An Italian warship is set to collaborate with the Ghana Navy to curb the growing activities of pirates off the Gulf of Guinea.
The warship, Luigi Rizzo, which had about 187 crew soldiers on board landed at the Tema Port . It will engage the Ghana Navy in the collaborative exercise. The partnership will be a major relief as the Gulf of Guinea has become one of the dangerous sea zones on earth. There have been several reported cases of piracy attacks in recent years at the Gulf of Guinea. Pirates take hostage of several sailors each year.
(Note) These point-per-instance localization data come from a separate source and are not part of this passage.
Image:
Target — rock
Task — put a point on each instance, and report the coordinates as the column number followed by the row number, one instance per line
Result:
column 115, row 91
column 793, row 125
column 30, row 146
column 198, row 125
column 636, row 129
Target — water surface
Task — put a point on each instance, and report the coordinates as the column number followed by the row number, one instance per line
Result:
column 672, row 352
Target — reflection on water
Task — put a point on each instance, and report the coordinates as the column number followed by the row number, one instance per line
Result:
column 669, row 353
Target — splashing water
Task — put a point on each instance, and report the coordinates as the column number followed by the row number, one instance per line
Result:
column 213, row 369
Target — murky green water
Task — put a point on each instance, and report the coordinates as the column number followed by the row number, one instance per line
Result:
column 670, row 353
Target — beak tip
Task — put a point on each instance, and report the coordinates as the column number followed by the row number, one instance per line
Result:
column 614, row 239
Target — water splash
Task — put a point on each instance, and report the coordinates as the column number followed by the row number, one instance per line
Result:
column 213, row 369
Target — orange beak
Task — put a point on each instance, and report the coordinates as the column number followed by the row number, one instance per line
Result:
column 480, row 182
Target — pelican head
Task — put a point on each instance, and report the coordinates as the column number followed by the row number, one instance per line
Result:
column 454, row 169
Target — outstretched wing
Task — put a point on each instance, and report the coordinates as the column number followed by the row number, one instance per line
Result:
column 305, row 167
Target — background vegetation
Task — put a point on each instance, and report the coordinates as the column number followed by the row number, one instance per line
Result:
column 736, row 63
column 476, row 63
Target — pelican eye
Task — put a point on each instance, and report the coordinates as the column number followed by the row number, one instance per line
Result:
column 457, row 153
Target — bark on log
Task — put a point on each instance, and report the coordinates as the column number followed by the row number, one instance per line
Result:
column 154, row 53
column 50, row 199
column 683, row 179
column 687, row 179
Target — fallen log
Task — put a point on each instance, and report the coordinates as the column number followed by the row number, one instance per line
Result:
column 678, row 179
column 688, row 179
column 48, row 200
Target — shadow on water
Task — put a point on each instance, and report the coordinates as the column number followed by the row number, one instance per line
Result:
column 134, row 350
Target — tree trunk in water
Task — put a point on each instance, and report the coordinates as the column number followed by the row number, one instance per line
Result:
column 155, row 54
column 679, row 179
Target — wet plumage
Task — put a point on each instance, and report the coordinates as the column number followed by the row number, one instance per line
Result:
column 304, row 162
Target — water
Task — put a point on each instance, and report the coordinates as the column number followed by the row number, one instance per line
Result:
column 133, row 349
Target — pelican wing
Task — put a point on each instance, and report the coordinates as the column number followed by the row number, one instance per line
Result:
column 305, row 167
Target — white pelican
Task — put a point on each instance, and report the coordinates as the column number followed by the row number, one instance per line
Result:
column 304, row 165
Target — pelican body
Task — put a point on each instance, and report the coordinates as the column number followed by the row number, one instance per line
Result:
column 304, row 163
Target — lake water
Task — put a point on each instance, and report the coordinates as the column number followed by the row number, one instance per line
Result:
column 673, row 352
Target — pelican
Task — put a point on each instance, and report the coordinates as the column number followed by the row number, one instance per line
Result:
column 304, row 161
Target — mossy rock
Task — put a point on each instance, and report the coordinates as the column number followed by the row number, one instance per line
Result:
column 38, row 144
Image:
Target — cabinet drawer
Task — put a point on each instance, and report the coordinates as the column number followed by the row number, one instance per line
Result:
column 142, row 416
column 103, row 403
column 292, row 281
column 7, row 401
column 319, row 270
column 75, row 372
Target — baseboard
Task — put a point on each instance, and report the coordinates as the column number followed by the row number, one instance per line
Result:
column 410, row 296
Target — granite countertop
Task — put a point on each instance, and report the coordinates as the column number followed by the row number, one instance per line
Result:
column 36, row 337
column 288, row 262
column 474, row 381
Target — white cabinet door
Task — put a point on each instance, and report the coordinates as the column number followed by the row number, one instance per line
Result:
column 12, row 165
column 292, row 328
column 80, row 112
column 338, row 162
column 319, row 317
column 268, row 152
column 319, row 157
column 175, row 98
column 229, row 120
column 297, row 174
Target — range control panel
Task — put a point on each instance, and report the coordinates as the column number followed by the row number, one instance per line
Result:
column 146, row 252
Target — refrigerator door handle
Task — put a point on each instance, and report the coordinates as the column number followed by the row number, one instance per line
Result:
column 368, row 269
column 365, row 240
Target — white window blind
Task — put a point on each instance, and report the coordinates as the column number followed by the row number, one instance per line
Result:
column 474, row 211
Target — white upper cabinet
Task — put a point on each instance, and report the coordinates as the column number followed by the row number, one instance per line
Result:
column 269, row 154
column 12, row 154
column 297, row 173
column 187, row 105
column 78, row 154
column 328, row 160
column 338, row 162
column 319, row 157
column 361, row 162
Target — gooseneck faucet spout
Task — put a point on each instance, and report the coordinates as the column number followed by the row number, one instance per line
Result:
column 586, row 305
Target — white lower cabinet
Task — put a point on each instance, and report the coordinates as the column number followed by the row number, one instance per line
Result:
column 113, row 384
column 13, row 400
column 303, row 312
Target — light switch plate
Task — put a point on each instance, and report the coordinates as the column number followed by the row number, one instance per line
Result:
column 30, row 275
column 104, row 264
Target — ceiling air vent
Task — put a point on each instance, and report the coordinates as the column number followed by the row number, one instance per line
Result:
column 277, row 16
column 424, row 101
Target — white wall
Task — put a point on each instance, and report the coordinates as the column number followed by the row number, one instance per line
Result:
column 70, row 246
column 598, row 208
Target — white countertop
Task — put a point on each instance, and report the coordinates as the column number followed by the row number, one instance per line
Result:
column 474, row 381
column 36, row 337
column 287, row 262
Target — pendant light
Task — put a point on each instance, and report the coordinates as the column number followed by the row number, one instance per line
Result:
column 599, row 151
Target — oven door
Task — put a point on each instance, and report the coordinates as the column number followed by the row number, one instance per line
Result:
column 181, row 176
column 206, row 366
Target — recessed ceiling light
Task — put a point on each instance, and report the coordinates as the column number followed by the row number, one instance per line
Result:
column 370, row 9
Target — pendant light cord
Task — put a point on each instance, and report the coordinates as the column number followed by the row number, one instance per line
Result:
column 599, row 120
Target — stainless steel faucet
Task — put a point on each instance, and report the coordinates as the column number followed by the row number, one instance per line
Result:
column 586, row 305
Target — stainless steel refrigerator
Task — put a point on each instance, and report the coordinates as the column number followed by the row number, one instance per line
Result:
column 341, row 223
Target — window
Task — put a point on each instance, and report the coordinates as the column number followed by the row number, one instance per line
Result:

Meanwhile, available statistics show that piracy off the Gulf of Guinea shot up to over 200 cases in 2020 alone. Notably, most of these cases involve kidnapping and demand for ransom, making the area a haven for pirates.
Moreover, there is a surge in Piracy in the first quarter of 2021. Reports show rising cases of kidnapping in the Gulf of Guinea in the first two months of 2021. These cases are higher than those recorded in the entire Q1 2020.
It is worrying because pirates create fear around the sea lanes that traverse the Gulf of Guinea. However, this area is very important as it facilitates trade between southern and western Africa. It is also a key route for valuable goods such as crude oil emanating from Angola and Nigeria.
As a result, the Italian Navy has arrived in Ghana. They have been engaging in patrolling and surveilling both the Gulf of Guinea and other waters for the past months. As part of this collaboration, the Italians will train personnel of the Ghana Navy to curb the growing piracy menace.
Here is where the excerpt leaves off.